«А правда, товарищ капитан (тогда Шубин еще был капитаном, а Голубев, пришедший в его группу, — старшим лейтенантом), что вы учились на физико-математическом?»
Странно, однако, складывается у человека судьба, — от скольких только случайностей она не зависит! На мгновение Шубину показалось, что все это как-то нереально и странно: он, Сережка, и вдруг майор милиции. Дома спит, подогнув, как обычно, ножки к самому подбородку, сын Мишка, Вера, наверное, ждет его, борясь со сном при помощи английской грамматики. Да, право, он ли это? Тот ли Серега, которого сам председатель колхоза Александр Федорович только вчера призвал пред свои очи и спросил:
«Правда, ты на областной, как ее… олимпиаде по математике второе место занял?»
«Правда», — смутился почему-то Сережа.
Председатель, кряхтя, вылез из-за заваленного бумажками стола, с минуту смотрел на Сережу каким-то отсутствующим взглядом, потом неловко погладил его по голове и пробормотал:
«Ну давай, давай, мужичок, старайся…»
Потом мать объяснила, что оба сына председателя, погибшие на войне, имели, говорят, способность к математике… Да, но и ему, Сергею, не пришлось стать математиком. Сколько случайностей, просто удивительно…
Он демобилизовался и возвращался из части к себе на Ярославщину. Сначала нужно оглядеться, а потом уже и решать, что и как дальше.
Он сидел на отполированной до блеска бессчетными телами скамейке в зале для транзитных пассажиров Ярославского вокзала в Москве и ждал поезда. Впервые за три года службы он никуда не торопился, не боялся просрочить увольнительную, ни перед кем не отчитывался. И это ощущение полной свободы, неподотчетности, какой-то расшнурованности было непривычно и даже стесняло его. Наверное, так чувствует себя лошадь, с которой в один прекрасный день вдруг снимают хомут, хлопают по крупу и говорят: отдыхай.

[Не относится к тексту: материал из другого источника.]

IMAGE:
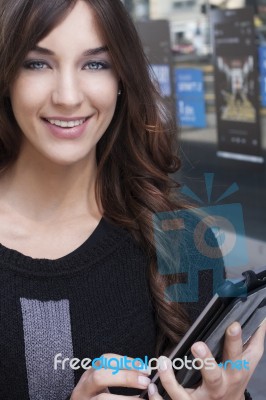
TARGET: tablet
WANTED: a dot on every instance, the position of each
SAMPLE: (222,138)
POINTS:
(244,302)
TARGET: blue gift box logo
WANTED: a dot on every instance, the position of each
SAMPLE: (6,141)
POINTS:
(192,240)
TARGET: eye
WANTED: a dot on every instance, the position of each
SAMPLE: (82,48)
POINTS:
(31,64)
(96,65)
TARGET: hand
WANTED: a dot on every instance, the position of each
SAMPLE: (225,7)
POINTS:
(218,383)
(94,383)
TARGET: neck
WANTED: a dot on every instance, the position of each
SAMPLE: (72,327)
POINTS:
(45,191)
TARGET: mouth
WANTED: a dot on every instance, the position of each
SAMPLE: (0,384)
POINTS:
(67,124)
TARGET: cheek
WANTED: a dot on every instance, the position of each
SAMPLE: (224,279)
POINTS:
(103,94)
(25,97)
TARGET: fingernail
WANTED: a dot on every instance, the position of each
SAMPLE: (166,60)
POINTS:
(200,350)
(152,389)
(145,370)
(144,381)
(163,363)
(234,330)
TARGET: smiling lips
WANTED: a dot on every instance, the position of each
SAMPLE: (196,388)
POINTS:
(63,123)
(67,128)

Напротив, через проход, здоровенный подвыпивший парень приставал к девушке. Девушка испуганно отодвигалась, но рядом с ней, опустив голову на грудь, спала, подрагивая, пожилая женщина.
— Значит, образованная, — ухмылялся парень, наваливаясь на девушку плечом.
Та не отвечала, лишь крепче прижимала к себе авоську, раздувшуюся от трех батонов и множества кульков, словно искала в ней защиту.
— Значит, образованная, говоришь, — с тупой обидой повторял парень. — Уж и дотронуться нельзя.
Он попытался ее обнять, положив руку на плечо, но девушка вскочила.
— Брезгуешь, значит, — злобно выдохнул парень и дернул соседку за руку.
Она упала на скамейку и, должно быть, ударилась головой о высокую спинку, потому что на глазах у нее выступили слезы.